ANOTHER EXAMPLE--the nation state. It is disappearing, Toffler argues in the 16 pages he allots to the subject, to be replaced by transnational organizations and a "planetary consciousness." As proof, Toffler cites the hot flames of--nationalism. In Corsica, in Scotland, in Wales, Cornwall, Essex, Belgium, Switzerland, the Sudetenland, the South Tyrol, Austria, the Basques and Catalan, Quebec, Western Australia, the South Island of New Zealand, even Puerto Rico, Alaska and the Pacific Northwest, patriots are going their separatist ways, he says. Some, perhaps those who reset their watches every spring with an easy conscience, might protest that this proves Toffler wrong, demonstrating that nation-states, far from extinction, are likely only to multiply. Instead, Toffler says, we will soon become a world governed by "an Oceans Matrix, a Space Matrix, a Food Matrix, a Transport Matrix, an Energy Matrix, and the like, all flowing into and out of one another."

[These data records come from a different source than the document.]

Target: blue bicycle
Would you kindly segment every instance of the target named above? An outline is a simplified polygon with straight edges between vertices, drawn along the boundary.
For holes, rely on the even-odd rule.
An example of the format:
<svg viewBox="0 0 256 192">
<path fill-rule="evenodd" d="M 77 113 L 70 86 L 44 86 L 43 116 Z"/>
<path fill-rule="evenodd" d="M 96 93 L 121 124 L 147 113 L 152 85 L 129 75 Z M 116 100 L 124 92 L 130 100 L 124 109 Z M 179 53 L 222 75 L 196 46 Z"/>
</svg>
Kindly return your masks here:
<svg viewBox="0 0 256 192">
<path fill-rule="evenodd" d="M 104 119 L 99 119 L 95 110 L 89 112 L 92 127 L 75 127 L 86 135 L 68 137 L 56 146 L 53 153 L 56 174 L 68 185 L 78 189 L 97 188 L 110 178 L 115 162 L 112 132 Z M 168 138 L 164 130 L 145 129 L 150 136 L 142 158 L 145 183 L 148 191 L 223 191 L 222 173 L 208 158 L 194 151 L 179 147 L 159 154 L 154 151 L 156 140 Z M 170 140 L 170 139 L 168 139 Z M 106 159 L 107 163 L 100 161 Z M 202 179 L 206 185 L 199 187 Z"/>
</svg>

With the rise of "prosumerism" and more interesting work, Toffler reports, a "personality of the future will be born." This 11-page discussion ends on a cheery note. "We shall create not a utopian man or woman who towers over the people of the past...but merely, and proudly, one hopes, a race--and a civilization--that deserves to be called human." These new human beings, in turn, will engage increasingly in minority politics, necessitating a change in the Constitution, which Toffler chummily outlines in a letter addressed to "The Founding Parents." The new race will get more of its information from video screens and disks and terminals, perhaps explaining Toffler's rush to get in print while people still know how to read. Illiteracy may not turn out to be that bad, he predicts, in a world linked by voice-activated computers and "programmed walls." In fact, if Toffler's book is any indication of the next wave of literature, the change might well be salutary.